Lost States (Quirk Books, $29.95), by Michael J. Trinklein, points out that 50 is a nice round number for the U.S., then goes on to list 70 wannabe states that didn’t make it. Some beat the odds by splitting in two, including Virginia, Carolina and the Dakotas—but not West Florida and South Jersey. Failed states include Texas’s German colony of Adelsverein, Tennessee’s backwoods Nickajack and Maine’s thwarted theft of a chunk of Canada labeled Acadia.
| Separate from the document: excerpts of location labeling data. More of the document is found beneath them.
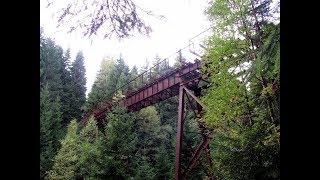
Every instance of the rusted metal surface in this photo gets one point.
(177, 82)
(179, 137)
(159, 89)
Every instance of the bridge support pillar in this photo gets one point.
(179, 136)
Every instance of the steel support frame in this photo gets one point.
(179, 137)
(183, 91)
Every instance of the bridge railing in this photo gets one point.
(194, 50)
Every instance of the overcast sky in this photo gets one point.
(184, 19)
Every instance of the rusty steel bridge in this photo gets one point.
(184, 82)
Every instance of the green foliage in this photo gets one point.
(50, 129)
(78, 73)
(243, 105)
(65, 162)
(90, 163)
(121, 143)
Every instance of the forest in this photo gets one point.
(242, 62)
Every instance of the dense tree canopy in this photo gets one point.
(242, 63)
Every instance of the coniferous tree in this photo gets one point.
(78, 73)
(90, 161)
(121, 143)
(50, 130)
(65, 162)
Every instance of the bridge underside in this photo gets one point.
(182, 82)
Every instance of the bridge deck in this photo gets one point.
(158, 90)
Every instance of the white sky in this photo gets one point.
(184, 19)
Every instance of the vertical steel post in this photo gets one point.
(179, 133)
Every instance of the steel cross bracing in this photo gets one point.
(181, 81)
This big, beautifully-illustrated book is chockful of fascinating, one-of-a-kind maps, as well as slyly factual tales alive with absurd characters, political gamesmanship and high hopes.

Author Charmaine Ortega Getz and editors Mark Sceurman and Mark Moran settle for just one state to discuss in Weird Colorado (Sterling, $19.95), but it’s enough to cram 270 pages with Ant People, Vampire Graves and Blue Mist, while human beings, and some not so human, tower above washing machine museums and Lost Money Wagons. These include the omnipresent Sasquash and the fellow monster Albert Packer, who dined on his snowbound pals ’til he was last on the menu. On the feminine side Rattle Snake Kate dressed stylishly in snakegowns. Topping the list, as a nationally-known mad professor, has to be Nikola Tesla, who came west to Colorado and invented radar and AC—alternating current—as well as radio. But his créme-de-la-créme invention was manmade lightning. As for the present book, it proves an electrifying companion to Sterling Publication’s Weird U.S.